Islamic Jihad: Members of the Palestinian militant group Islamic Jihad seen in the Gaza Strip on June 19, the day an Egyptian-brokered Hamas-Israel truce went into effect.
Ashraf Amra/AP
JERUSALEM
Hamas, which for more than 20 years has been the Palestinian militant movement that most fervently rejected peace with Israel, today finds itself in the odd position of being the group trying to get its comrades in arms to hold their fire against the Jewish state.
But the week-old truce – agreed upon between Israel and Hamas and contingent on Gaza's disparate armed factions keeping their guns quiet – looked closer to crumbling Thursday after militants again fired rockets into southern Israel. The Al Aqsa Martyrs Brigade struck Thursday two days after an attack by another group, Islamic Jihad.
In response, Israel has kept its crossings with the Gaza Strip shut, which it had opened to allow in much-needed goods, indicating that both sides were reneging on promises made in the Egyptian-brokered deal.
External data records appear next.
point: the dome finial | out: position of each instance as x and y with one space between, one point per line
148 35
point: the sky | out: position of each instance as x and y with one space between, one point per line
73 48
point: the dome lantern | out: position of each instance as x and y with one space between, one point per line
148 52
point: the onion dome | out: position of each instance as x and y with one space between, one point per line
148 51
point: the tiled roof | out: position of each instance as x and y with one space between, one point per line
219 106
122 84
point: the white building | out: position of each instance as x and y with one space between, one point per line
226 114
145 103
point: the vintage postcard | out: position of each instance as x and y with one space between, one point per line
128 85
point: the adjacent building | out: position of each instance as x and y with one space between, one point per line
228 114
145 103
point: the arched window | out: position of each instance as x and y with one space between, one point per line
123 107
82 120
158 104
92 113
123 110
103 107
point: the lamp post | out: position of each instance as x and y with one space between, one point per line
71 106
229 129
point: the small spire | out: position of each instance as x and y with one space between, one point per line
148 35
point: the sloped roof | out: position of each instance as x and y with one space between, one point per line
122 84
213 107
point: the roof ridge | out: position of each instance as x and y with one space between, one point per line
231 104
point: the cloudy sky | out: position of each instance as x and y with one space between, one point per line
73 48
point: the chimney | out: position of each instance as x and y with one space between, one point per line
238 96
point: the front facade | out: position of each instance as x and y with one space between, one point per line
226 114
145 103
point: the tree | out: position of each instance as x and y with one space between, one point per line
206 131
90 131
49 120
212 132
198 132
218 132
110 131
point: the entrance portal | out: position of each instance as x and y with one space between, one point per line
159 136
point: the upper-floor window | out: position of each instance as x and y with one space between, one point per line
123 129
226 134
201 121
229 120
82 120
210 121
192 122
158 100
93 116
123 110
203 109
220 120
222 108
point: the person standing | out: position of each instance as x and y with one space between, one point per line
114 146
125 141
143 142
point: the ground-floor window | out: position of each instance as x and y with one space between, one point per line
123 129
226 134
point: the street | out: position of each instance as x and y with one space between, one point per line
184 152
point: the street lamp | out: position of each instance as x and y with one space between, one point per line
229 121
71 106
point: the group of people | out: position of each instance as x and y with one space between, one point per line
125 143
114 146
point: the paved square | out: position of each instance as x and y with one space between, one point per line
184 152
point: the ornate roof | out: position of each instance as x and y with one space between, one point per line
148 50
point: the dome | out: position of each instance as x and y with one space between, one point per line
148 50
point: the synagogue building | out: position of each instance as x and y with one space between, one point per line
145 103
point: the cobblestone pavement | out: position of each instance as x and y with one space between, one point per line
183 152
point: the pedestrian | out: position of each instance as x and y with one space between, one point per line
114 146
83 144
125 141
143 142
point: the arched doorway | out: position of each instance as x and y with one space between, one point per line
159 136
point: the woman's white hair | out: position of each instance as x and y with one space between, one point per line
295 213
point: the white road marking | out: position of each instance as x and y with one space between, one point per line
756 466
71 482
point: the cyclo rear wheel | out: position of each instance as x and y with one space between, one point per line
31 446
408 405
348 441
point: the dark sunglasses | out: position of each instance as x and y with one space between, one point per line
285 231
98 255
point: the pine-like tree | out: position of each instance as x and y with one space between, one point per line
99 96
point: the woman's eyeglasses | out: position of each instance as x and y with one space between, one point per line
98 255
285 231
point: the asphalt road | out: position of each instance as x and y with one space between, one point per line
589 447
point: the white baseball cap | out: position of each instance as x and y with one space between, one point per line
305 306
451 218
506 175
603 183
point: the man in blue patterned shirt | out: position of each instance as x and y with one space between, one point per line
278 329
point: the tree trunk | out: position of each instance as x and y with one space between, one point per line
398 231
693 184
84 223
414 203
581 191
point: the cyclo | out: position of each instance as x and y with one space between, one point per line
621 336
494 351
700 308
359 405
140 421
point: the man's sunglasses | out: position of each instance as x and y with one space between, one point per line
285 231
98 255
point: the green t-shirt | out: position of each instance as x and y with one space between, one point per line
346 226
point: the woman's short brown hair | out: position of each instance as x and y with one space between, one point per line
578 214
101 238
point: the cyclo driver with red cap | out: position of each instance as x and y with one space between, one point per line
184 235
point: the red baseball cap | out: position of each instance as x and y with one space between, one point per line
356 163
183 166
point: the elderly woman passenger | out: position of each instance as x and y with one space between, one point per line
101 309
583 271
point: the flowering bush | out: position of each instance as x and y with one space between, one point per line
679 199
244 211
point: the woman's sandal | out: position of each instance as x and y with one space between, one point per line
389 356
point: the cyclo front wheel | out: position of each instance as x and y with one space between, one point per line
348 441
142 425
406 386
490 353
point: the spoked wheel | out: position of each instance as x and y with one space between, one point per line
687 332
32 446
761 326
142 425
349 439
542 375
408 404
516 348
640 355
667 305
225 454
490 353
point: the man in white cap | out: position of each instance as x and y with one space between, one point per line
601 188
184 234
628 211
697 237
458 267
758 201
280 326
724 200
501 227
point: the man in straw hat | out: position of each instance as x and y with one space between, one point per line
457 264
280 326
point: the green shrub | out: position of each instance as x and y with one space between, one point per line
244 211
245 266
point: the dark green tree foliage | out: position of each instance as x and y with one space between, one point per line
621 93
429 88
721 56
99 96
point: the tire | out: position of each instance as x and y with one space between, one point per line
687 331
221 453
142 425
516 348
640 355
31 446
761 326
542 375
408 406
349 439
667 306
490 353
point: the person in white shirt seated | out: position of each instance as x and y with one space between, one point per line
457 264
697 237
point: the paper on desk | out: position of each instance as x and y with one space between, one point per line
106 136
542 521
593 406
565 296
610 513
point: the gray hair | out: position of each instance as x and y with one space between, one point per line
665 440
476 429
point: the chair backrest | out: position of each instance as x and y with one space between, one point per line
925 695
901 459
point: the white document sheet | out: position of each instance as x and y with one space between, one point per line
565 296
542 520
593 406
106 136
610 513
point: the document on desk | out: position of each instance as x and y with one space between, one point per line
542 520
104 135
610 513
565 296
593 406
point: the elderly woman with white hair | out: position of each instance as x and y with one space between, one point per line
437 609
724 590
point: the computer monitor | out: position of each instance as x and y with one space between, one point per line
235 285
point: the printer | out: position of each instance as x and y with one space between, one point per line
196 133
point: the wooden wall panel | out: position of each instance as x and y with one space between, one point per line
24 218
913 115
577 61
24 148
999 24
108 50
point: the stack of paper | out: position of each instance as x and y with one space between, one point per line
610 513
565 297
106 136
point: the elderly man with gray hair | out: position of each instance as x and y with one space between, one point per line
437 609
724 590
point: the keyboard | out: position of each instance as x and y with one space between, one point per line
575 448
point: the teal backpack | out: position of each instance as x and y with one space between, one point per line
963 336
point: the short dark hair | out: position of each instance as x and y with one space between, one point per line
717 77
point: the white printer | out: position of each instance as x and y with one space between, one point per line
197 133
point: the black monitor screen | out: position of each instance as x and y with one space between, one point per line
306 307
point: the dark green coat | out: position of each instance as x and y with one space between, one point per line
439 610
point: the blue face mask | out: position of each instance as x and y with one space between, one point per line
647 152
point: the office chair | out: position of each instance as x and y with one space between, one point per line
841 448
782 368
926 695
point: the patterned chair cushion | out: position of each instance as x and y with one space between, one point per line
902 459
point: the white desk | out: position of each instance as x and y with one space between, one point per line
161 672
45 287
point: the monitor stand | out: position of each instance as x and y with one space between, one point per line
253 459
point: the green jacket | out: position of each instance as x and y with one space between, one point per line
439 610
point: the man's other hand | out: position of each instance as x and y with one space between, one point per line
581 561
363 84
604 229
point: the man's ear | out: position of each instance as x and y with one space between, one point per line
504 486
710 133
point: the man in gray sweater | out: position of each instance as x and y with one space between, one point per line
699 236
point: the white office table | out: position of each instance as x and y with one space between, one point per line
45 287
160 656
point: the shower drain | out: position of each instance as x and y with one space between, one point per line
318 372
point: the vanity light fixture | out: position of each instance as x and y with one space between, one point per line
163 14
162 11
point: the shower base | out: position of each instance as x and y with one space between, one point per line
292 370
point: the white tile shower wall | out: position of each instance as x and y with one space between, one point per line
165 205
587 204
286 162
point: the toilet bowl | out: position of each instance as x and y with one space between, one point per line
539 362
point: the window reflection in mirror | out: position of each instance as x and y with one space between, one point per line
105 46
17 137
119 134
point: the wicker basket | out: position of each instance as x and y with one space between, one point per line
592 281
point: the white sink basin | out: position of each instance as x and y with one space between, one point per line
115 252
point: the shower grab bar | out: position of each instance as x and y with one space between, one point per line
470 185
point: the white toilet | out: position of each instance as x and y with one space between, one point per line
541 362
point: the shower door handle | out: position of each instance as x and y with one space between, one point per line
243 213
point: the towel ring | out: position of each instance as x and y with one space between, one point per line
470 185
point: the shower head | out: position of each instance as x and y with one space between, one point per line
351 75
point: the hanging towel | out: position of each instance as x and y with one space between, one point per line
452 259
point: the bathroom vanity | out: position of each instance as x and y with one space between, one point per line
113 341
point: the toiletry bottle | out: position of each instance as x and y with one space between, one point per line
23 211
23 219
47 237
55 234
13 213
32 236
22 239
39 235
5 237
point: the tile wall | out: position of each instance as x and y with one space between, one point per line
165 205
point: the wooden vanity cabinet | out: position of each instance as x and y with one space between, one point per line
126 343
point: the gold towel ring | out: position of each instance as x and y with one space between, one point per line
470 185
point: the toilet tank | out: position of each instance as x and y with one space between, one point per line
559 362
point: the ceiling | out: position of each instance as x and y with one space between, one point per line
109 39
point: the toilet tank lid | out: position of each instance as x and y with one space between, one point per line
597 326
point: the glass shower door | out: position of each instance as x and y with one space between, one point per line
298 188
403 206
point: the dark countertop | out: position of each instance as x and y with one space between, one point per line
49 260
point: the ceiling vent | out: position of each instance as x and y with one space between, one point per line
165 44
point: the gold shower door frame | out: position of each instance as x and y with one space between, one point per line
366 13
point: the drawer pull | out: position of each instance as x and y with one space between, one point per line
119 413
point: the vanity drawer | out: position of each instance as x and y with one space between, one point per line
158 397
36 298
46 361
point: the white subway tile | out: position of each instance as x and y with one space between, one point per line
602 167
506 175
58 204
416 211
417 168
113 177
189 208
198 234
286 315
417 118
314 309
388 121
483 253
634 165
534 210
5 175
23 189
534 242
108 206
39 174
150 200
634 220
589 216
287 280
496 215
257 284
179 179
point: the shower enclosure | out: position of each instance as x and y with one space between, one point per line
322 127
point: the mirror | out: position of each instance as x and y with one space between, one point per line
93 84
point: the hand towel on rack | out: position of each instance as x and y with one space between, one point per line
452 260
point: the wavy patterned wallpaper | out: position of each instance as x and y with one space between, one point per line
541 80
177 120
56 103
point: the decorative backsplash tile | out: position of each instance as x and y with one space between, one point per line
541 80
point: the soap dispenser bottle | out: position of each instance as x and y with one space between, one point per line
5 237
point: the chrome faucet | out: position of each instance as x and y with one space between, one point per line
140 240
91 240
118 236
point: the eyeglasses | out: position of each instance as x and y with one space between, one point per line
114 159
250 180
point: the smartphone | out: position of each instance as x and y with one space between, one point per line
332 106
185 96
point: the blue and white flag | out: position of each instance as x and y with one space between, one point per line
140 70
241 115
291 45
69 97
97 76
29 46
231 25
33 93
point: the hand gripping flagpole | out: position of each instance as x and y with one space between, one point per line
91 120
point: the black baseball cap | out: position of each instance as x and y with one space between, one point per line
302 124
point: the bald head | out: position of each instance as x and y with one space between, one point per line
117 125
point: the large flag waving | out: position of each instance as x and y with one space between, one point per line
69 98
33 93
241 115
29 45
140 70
Late Wednesday night, leading Hamas official Siad Siyam gathered members of all the different militant factions at the Interior Ministry in Gaza, Palestinian sources say, and tried to impress upon them the need to keep the truce – or face more serious consequences.
But it's unclear just how far Hamas can – or will – go to stop the rockets from flying over the border and maintain the shaky truce, which skeptics on both sides say will soon unravel.
While Hamas says it is committed to the cease-fire, it will not act as a "police force" or otherwise stand in the way of other militant groups from acting against Israel. In a statement after Islamic Jihad's rockets fell on Israel – hours after a series of Israeli offensives in the West Bank – Hamas leader Khalil al-Haya said that Hamas would not act as enforcer.